Existe, por tanto, la posibilidad de que la chimenea sea el complemento de vestuario ideal para una actitud de vida relacionada con una palabra ahora infrecuente pero de la que antaño se abusó mucho: dandi, el dandismo. La generación mía no la usa porque somos de barbas pobladas, camisas de leñador y desaliño general, lo mismo en el atuendo que en el léxico y en el escaso rigor con los compromisos de vida. Pero el dandismo trazó hace tiempo una línea sucesoria que, partiendo de ancestros como Baudelaire, Wilde, Cravan y los flâneurs, en la España aquella a ambos lados del franquismo encontraba a Ruano y a Umbral. Jorge lo era de verdad, con menos cálculo, con menos impostura, porque su fibra de caballero no se quedaba en el corte del traje. empapaba entero el modo de ser de un hombre incapaz de cometer traiciones o bajezas.

Todas estas reflexiones me han despertado otro recuerdo personal. resulta que, en los años setenta, también mi padre intentó ser un dandi, y en su pretensión hubo una chimenea. Fíjense con cuánta motivación intentó ser un dandi que se compró un batín y, durante un viaje a Londres, encargó una pipa que le enviaron por correo y que luego extravió durante su estreno en el primer día del veraneo cuando se agachó en un rompeolas para ver el batir de las olas y la pipa se le deslizó del bolsillo de la camisa. el hombre regresó en marea baja con la absurda esperanza de que la pipa se hubiera quedado enganchada en el roquedal.

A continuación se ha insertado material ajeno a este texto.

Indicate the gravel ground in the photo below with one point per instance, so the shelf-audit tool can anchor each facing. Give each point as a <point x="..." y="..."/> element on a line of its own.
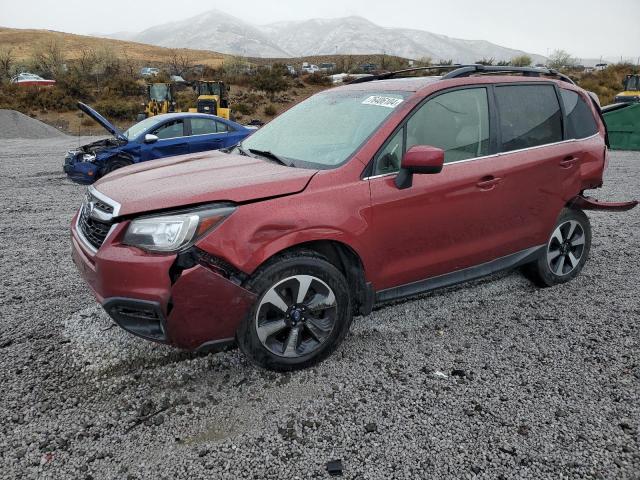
<point x="495" y="379"/>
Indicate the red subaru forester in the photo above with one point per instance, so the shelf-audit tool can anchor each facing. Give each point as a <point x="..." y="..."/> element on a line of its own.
<point x="361" y="194"/>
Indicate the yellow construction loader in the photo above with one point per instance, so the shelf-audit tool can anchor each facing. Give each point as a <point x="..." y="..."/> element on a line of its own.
<point x="212" y="98"/>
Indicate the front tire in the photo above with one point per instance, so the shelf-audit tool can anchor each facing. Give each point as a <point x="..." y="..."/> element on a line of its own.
<point x="566" y="251"/>
<point x="302" y="314"/>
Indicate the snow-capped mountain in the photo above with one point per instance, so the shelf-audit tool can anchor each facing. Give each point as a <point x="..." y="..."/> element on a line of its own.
<point x="224" y="33"/>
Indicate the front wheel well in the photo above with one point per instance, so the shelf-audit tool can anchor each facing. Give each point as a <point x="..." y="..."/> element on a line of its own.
<point x="345" y="259"/>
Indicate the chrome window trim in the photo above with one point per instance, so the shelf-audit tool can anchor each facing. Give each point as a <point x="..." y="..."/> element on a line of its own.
<point x="499" y="154"/>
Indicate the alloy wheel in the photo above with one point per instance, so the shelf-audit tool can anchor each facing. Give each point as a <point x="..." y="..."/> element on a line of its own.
<point x="296" y="316"/>
<point x="566" y="248"/>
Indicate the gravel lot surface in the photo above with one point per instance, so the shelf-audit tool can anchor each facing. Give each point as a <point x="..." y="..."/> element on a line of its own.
<point x="495" y="379"/>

La cumbre de su dandismo tuvo lugar cuando la familia se mudó a un piso de la Ciudad de los Periodistas, cercano al barrio del Pilar, en el que había chimenea. ¡Chimenea! Cómo se vio mi padre metido en una estampa del dandismo: el batín, una pipa anterior a la de Londres, el periódico desplegado, el dedito de oporto en la copa y el fuego crepitando en la chimenea. La consagración de su pretensión estética. Él no tenía a nadie que le encendiera la chimenea para encontrársela ya viva al levantarse. Tampoco es que un padre de familia numerosa pudiera permitirse la tristeza y la contemplación introspectiva ante una chimenea apagada: el dandismo es para solteros, como lo es el suicidio. El caso es que se encargó él mismo de encenderla la primera vez, ya calzado el batín, aunque con poca maña y un gurruño de papeles de periódico como catalizador. Aquello comenzó a tirar y a hacer llamas. Apenas unos minutos después, sonó el timbre y nos encontramos, en el descansillo, con un grupo de airados vecinos de los pisos superiores a los que acabábamos de atufar con humo. La chimenea era decorativa, una falacia estética, una mentira de atrezo. Ese golpe y el de la pipa perdida en el mar devolvieron a mi padre a la conformidad con un aire existencial de abogado de clase media. Afortunadamente, la frustración no fue tan grave como para que empezara a salir a la calle en chándal.